Databases
Purpose
This page explains how cloud engineers choose between database models and why those choices affect application behavior, scaling, reliability, and analytics.
Core Concepts
Not all data platforms solve the same problem. Transactional systems, analytical platforms, caches, document stores, and object storage-backed data lakes all serve different access patterns. The right database choice depends on how the application reads, writes, relates, and protects data.
- Relational databases are strong when transactions, constraints, and joins matter.
- Document or key-value stores are useful when access patterns are simple and scale requirements are different.
- Analytical platforms are optimized for large scans, aggregation, and reporting rather than transactional writes.
- Caches improve read performance but are not a substitute for a source of truth.
The biggest question is usually not "Which database is best?" It is "What kind of workload are we actually serving?"
What To Evaluate
- Transaction requirements and acceptable consistency behavior.

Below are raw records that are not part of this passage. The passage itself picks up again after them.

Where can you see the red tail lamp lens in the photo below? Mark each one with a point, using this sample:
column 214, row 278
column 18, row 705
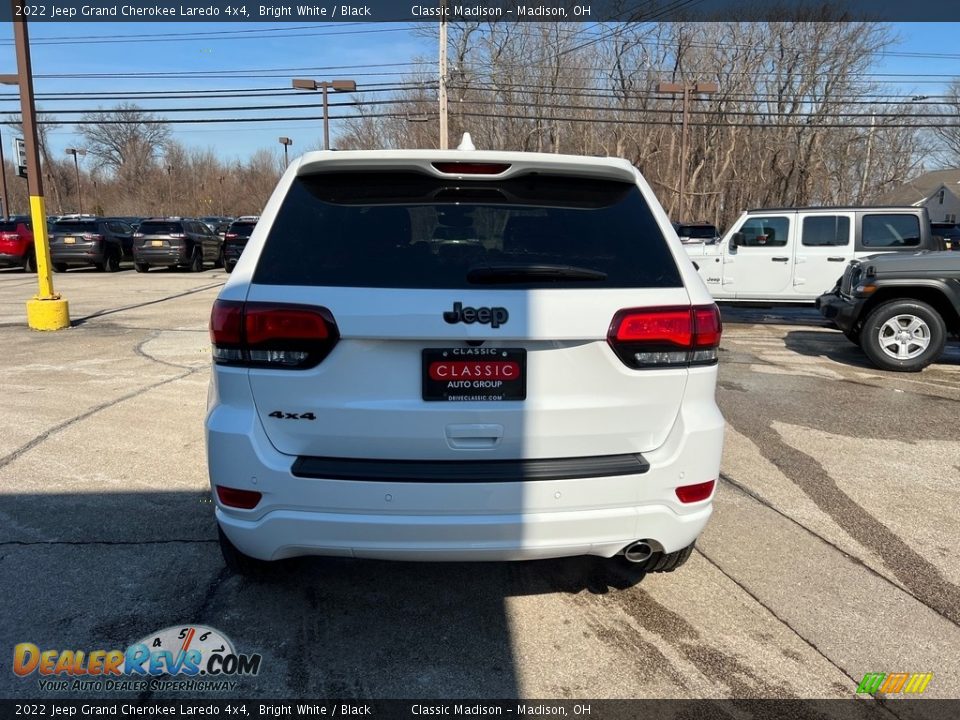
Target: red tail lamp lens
column 695, row 493
column 233, row 497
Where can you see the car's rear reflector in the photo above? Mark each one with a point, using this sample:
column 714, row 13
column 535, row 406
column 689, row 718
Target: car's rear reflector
column 695, row 493
column 666, row 336
column 462, row 168
column 234, row 497
column 271, row 335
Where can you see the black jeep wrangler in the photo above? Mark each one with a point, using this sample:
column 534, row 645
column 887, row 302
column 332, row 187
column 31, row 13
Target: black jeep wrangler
column 898, row 308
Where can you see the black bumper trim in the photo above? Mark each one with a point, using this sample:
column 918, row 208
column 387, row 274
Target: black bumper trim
column 469, row 471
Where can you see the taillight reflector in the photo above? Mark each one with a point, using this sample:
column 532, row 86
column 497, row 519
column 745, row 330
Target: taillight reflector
column 666, row 336
column 234, row 497
column 270, row 335
column 462, row 168
column 695, row 493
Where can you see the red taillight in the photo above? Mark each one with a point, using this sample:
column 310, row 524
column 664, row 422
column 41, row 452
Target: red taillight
column 233, row 497
column 666, row 337
column 268, row 335
column 462, row 168
column 695, row 493
column 264, row 324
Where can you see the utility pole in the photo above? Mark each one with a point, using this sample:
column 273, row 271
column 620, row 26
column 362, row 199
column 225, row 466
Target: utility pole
column 866, row 162
column 76, row 166
column 3, row 183
column 686, row 89
column 46, row 310
column 286, row 142
column 444, row 133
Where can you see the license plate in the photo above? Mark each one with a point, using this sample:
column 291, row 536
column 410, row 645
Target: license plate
column 474, row 374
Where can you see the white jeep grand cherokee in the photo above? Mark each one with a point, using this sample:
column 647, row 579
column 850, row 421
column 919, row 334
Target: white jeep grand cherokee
column 463, row 355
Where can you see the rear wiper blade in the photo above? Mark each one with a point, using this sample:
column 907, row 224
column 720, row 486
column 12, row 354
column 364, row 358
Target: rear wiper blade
column 491, row 274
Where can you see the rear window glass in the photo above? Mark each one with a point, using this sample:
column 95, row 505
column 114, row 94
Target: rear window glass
column 242, row 229
column 890, row 230
column 410, row 230
column 160, row 228
column 826, row 230
column 78, row 227
column 697, row 232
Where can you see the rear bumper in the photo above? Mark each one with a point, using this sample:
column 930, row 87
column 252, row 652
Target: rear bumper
column 175, row 255
column 403, row 519
column 77, row 256
column 12, row 260
column 842, row 312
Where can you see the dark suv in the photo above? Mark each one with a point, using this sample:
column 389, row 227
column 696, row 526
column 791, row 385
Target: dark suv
column 235, row 240
column 175, row 242
column 898, row 308
column 101, row 242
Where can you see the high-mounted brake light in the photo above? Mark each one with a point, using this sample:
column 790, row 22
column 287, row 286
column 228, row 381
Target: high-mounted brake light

- Expected read and write patterns.
- Data model flexibility and how much schema discipline is needed.
- Backup, recovery, replication, and regional resilience requirements.
- Access control, network placement, and how the application reaches the data platform.
Managed database services reduce some administrative effort, but they do not remove the need for indexing, backup planning, access review, cost awareness, or capacity thinking.
Common Mistakes
- Choosing a database based on trend or familiarity instead of workload shape.
- Using an analytical service for transactional application behavior.
- Ignoring backup and restore until after data becomes critical.
- Treating scaling as automatic without understanding hot partitions, query cost, or index design.
- Storing every kind of data in the same platform for convenience.
How This Fits Into Cloud Engineering
Cloud engineers need to understand where application state lives and how it behaves under failure, growth, and change. Database decisions influence latency, availability, security boundaries, deployment patterns, and long-term operating cost. Good database choices are foundational architecture choices.